Meryl Streep has been nominated for an Academy Award 21 times.
Twenty-one.
She has won three of them. She recently starred in The Devil Wears Prada 2, which earned more than half a billion dollars in its first three weeks.
And in a 2002 interview, she said this:
“You think, ‘Why would anyone want to see me again in a movie? And I don’t know how to act anyway, so why am I doing this?’”
Read that again.
The woman with more Oscar nominations than anyone who has ever lived said, out loud, that she doesn’t know how to act.
She’s not the only one.
Albert Einstein wrote that the esteem his work received made him feel like “an involuntary swindler.” Maya Angelou, after writing eleven books and receiving over fifty honorary degrees, said she kept waiting to be “found out.” Tom Hanks, who won back-to-back Oscars for Best Actor, asked: “When are they going to discover that I am, in fact, a fraud?”
So here’s what I keep coming back to.
These are not people who lacked evidence that they were good at what they did. The evidence was undeniable. And yet.
Why didn’t it help?
The accomplishments don’t touch it
Most of us carry a quiet assumption underneath: if I just achieve enough, get recognized enough, the doubt will eventually stop.
Meryl Streep has 21 Oscar nominations.
The doubt didn’t stop.
We worked with a woman named Frumi Barr who spent years too scared to stand in front of an audience of 30 people. She had ideas worth sharing. A book she wanted to promote. A career that needed her voice.
“I was terrified of speaking in public,” she told us. “I couldn’t think straight. My mind just froze.”
But Frumi wasn’t doubting herself because she had nothing to offer. She doubted herself because of what she believed about whether what she had to offer was worth anything.

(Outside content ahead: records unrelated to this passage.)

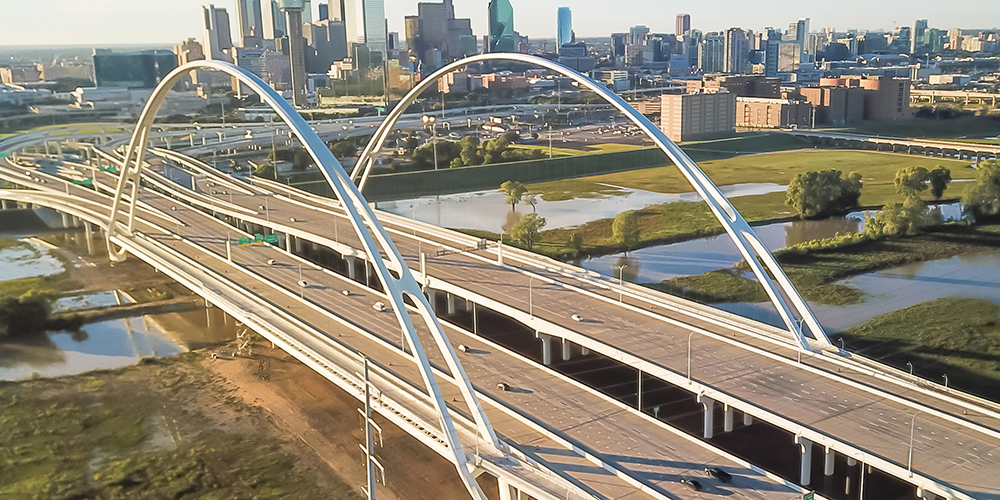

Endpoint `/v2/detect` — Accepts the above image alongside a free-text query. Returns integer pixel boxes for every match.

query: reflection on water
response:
[377,183,786,232]
[0,242,63,281]
[581,219,862,283]
[0,308,236,380]
[52,290,135,312]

That’s a very different problem.
Where the doubt is actually coming from
When I look underneath the doubt (whether I’m working with a client or reading about Meryl Streep) I find the same thing almost every time.
A belief.
Something like: I’m not good enough. Or: What I have to say isn’t important.
These beliefs weren’t formed in adulthood. They were formed long before, from how your parents treated you when you were small.
A parent who was never quite satisfied. Who compared you to a sibling. Who was busy or absent or critical in ways they probably weren’t even aware of. The child doesn’t think: I am forming a belief right now. They absorb what happened and land on a conclusion.
I’m not good enough.
And that conclusion follows them everywhere. All the way to their 21st Oscar nomination.
Because achievement is external. The belief is internal. It sits underneath everything and filters every new success through the same lens: Yes, but they don’t really know. They’ll figure it out eventually.
No amount of winning touches it. The belief isn’t responding to the evidence. It’s older than the evidence.
Why the usual advice doesn’t work
I understand why people try affirmations. If the belief says you’re not good enough, it makes intuitive sense to say the opposite and wait for something to shift.
But you can’t argue your way out of a belief.
The belief feels true. Often more true than any evidence to the contrary. You can tell yourself you belong all morning and still feel, underneath everything, like a fraud. The affirmation sits on top. The belief stays where it was.
“Fake it until you make it” has the same problem. So does “just act more confident.” These approaches try to build something positive on top of something negative. Which creates a shaky foundation.
What I want for the people I work with is ground that is genuinely solid. Not covered over. Solid.
What changes when the belief is eliminated
When we found the beliefs underneath Frumi’s fear and eliminated them, she gave a three-hour class at Cal State Long Beach without a trace of fear. She later published two books. Her second, A CEO’s Secret Weapon, has a foreword written by Simon Sinek.
Here’s how she described it:
“Originally I had felt somewhat skeptical until I got in front of a room filled with people and realized that I was no longer in a state of panic. I really appreciate The Lefkoe Method because the fear is gone.”
Finding the beliefs that were in the way and removing them was what made the difference. The beliefs that had been generating the doubt were gone. She wasn’t managing the fear anymore. She simply no longer had it.
That’s what becomes possible when the belief is eliminated.
You can eliminate it too
Beliefs like I’m not good enough, I don’t belong, and what I have to offer isn’t worth anything can be eliminated. Not managed. Not suppressed. Eliminated.
The Natural Confidence program is a good place to start. It walks you through eliminating the 19 beliefs responsible for the most common confidence problems, including the ones that make accomplished people still feel like frauds. You can learn more at www.NaturalConfidenceProgram.com.
And if you’d like to explore what’s happening in your own life more specifically, I offer free strategy sessions where we look at what’s getting in the way and whether working together makes sense. You’re welcome to apply at mortylefkoe.com/application.
The doubt you’ve been carrying isn’t a fixed feature of who you are. It came from somewhere, from conclusions you drew about yourself long before you had the full picture. And conclusions that were formed can be undone.
It’s a belief.
And beliefs can be eliminated.
Source note: Meryl Streep quote from a December 1, 2002 interview with Ken Burns, published in USA Weekend.